General information
- Type: recreational ultralight
- National origin: United States
- Manufacturer: homebuilt
- Designer: Gary Watson

History
- First flight: April 19, 1977

= Watson GW-1 Windwagon =

American recreational ultralight designed in 1976 by Gary Watson

The Watson WG-1 Windwagon is a single-seat recreational ultralight designed in the United States in 1976 and marketed for homebuilding. Designer Gary Watson originally sold kits as well as plans, but later sold only plans.

==Design and development==
The Windwagon is a low-wing cantilever monoplane of conventional design with fixed, tricycle undercarriage, and a single-seat open cockpit. Construction is of pop-riveted metal throughout. The outer wing panels are removable to facilitate hangering and trailering.

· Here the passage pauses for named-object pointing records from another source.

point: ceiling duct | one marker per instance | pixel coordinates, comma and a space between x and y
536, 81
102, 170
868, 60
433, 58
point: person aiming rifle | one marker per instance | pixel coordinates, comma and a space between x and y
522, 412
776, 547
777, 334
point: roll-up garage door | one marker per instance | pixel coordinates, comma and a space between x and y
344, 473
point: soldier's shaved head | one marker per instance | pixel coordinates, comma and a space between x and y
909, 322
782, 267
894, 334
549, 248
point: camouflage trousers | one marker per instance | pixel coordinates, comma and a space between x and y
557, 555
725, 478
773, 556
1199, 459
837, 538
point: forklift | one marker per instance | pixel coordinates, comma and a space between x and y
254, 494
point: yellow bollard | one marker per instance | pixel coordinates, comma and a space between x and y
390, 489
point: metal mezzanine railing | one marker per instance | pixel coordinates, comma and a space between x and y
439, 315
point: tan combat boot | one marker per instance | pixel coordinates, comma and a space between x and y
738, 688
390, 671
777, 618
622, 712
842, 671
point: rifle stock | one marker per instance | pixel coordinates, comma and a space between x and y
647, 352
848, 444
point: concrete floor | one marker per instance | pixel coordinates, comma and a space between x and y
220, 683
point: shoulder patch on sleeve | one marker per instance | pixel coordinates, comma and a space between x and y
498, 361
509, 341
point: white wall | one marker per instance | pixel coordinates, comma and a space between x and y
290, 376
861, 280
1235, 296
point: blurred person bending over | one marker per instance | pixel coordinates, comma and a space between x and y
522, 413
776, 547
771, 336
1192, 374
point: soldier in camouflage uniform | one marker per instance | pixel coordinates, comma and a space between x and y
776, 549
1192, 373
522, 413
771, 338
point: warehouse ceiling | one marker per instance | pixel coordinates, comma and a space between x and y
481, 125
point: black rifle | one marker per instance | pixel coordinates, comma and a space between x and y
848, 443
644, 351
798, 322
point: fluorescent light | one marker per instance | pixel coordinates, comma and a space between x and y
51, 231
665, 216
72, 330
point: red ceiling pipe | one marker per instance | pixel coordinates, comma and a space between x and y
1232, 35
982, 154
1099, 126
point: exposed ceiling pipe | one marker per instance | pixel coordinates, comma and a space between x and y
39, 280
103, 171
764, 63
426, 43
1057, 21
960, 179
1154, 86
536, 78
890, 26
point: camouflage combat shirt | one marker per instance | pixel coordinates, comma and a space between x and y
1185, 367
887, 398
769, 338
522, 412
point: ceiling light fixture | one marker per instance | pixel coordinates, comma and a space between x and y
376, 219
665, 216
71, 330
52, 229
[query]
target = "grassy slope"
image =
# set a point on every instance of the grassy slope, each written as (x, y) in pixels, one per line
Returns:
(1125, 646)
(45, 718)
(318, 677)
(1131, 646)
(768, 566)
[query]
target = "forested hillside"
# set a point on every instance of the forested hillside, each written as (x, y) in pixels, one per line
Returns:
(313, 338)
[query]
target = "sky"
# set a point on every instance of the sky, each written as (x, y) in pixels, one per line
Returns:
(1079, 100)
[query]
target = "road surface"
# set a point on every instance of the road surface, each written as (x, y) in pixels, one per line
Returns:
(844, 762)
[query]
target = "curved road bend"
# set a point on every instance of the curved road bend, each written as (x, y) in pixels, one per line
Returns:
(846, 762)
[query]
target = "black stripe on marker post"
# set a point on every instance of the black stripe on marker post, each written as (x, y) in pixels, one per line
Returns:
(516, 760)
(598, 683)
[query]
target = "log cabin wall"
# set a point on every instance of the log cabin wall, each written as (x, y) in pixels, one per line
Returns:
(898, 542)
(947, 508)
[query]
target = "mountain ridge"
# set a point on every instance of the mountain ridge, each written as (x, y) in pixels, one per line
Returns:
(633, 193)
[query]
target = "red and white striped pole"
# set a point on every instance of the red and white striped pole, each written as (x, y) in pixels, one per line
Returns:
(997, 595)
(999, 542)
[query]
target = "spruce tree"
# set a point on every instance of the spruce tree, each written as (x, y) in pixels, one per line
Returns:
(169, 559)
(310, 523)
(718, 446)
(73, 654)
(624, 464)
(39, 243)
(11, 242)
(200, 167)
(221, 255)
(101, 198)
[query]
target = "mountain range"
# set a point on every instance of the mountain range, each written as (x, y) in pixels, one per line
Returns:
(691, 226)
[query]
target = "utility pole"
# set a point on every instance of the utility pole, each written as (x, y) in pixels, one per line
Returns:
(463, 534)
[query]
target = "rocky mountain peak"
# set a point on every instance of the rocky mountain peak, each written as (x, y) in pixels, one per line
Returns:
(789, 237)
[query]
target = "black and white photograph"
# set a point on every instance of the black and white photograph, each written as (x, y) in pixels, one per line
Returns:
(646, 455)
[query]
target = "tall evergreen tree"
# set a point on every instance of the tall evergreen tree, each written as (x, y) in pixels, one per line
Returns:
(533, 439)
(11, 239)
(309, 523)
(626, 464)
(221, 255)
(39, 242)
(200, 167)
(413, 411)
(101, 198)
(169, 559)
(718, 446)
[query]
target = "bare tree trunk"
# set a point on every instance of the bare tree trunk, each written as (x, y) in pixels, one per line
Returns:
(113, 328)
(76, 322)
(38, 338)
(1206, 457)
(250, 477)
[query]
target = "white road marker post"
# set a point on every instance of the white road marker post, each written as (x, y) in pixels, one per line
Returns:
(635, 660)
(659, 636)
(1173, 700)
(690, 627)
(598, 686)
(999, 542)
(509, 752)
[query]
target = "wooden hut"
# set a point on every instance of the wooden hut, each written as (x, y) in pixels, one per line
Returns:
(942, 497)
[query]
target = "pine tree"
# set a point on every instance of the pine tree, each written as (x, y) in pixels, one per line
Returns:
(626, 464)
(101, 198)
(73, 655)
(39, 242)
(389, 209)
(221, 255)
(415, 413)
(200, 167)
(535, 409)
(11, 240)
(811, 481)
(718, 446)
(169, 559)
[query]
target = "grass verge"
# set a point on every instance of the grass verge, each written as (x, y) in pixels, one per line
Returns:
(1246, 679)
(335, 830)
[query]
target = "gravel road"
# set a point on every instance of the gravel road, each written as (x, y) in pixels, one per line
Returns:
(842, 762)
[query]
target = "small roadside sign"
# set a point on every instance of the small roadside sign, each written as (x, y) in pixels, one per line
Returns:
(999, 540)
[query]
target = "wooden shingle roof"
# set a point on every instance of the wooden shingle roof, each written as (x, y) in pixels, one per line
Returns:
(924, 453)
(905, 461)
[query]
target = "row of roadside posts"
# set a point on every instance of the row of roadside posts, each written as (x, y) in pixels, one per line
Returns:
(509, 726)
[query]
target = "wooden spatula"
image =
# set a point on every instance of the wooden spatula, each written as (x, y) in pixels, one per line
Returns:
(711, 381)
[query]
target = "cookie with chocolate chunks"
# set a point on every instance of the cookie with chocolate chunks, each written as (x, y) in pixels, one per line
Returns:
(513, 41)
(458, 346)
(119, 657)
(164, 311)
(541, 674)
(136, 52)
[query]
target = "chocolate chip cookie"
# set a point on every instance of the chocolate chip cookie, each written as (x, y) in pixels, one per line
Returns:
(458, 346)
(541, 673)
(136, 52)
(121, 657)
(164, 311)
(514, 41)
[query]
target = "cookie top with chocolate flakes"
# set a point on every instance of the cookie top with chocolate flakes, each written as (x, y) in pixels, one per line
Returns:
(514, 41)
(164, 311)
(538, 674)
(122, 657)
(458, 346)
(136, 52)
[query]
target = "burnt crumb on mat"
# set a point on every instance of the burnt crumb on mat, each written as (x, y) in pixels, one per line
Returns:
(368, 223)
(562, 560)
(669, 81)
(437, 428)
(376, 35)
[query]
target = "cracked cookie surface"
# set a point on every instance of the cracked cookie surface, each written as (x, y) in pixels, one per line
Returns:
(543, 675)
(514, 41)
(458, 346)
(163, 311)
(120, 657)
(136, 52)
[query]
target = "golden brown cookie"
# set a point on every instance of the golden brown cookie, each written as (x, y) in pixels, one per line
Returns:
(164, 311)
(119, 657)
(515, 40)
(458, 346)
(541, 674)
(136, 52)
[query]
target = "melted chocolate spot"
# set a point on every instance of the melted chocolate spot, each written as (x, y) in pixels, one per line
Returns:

Power is supplied by an air-cooled, tractor-mounted piston engine driving a propeller. The engine selected by Watson was an automotive Volkswagen air-cooled engine sawn in half across its crankcase to turn the flat-four engine into a flat-two (a modification called a "half VW"). Plans for the Windwagon included instructions for modifying a Volkswagen engine this way.

By 1987, Watson had sold over 1,025 sets of plans, and over 500 Windwagons had been built around the world.

The Hummel Bird is a development of this design.